The money finally figured out that you can't train frontier models on vibes and venture capital—you need actual electrons.
The Summary
- Guggenheim Partners Executive Chair Alan Schwartz warned at Milken that US electrical grid limitations could cost America its AI leadership
- Infrastructure constraints aren't a future problem—they're already slowing buildout of the data centers that underpin the agent economy
- Wall Street's starting to price grid capacity as the real bottleneck, not compute or capital
The Signal
Alan Schwartz isn't a tech founder chasing hype. He's the executive chair of Guggenheim Partners, a firm managing north of $300 billion. When he tells the Milken Institute that America's electrical grid is the constraint on AI development, he's reading a balance sheet, not a pitch deck. The implication is stark: the US could lose the AI race not because we lack talent or money, but because we lack watts.

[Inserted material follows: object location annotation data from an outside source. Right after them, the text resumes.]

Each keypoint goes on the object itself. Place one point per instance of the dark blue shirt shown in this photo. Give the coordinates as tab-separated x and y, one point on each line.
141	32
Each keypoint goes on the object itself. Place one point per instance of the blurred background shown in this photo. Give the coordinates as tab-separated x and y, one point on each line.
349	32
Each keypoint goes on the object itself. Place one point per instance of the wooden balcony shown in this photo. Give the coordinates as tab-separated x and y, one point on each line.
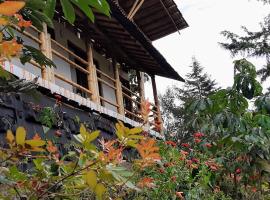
91	82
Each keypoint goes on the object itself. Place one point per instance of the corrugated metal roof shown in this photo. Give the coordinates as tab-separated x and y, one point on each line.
155	20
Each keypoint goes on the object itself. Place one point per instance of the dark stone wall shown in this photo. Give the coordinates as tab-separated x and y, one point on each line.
21	110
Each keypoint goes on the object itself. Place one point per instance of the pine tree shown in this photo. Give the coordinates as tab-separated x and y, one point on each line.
252	44
173	103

The timing matters. We're past the ChatGPT moment where AI was a curiosity. We're into the phase where companies are building agents that work while humans sleep, where inference costs money at scale, where training runs measure in megawatt-hours. Data centers for frontier models aren't office parks. They're industrial facilities with power requirements that dwarf small cities.

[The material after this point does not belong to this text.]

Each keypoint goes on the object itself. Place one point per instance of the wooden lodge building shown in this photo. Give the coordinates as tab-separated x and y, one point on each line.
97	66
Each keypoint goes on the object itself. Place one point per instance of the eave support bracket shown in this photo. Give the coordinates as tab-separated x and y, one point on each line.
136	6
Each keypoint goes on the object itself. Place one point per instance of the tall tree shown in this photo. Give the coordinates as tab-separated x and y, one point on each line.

"The US risks falling behind in development of artificial intelligence because of the need to upgrade the electricity grid."
Here's what Schwartz is really saying: capital follows infrastructure. If you can't plug in, you can't build. And if you can't build in the US, you build somewhere else. That's not a hypothetical. Ireland, Singapore, and parts of the Middle East have already started positioning themselves as AI-friendly jurisdictions partly on the strength of their power infrastructure and grid planning.
The grid problem cascades:
- Training clusters need reliable baseload power, not intermittent renewables alone
- Data center buildouts face multi-year permitting delays for electrical upgrades
- Utilities weren't designed for the sudden, massive loads AI infrastructure demands
This isn't about Elon tweeting that we need more nuclear plants. It's about transmission lines, transformer capacity, and the boring, expensive work of rebuilding electrical infrastructure that hasn't seen meaningful investment since the 1970s. The kind of work that takes a decade and doesn't photograph well for LinkedIn.
The Implication
If you're building anything in the agent economy, start thinking about power like you think about talent. It's finite, it's regional, and it's about to get expensive. The smart money is already handicapping which US states and which countries have the grid capacity to support AI at scale. Watch where the hyperscalers are actually breaking ground, not where they're announcing partnerships.
For policymakers, this is the test. China doesn't have better AI researchers than the US. But if they can deliver industrial power to data centers faster than we can navigate environmental reviews and utility commission hearings, they will win by default. Infrastructure is strategy. The boring stuff is suddenly the only stuff that matters.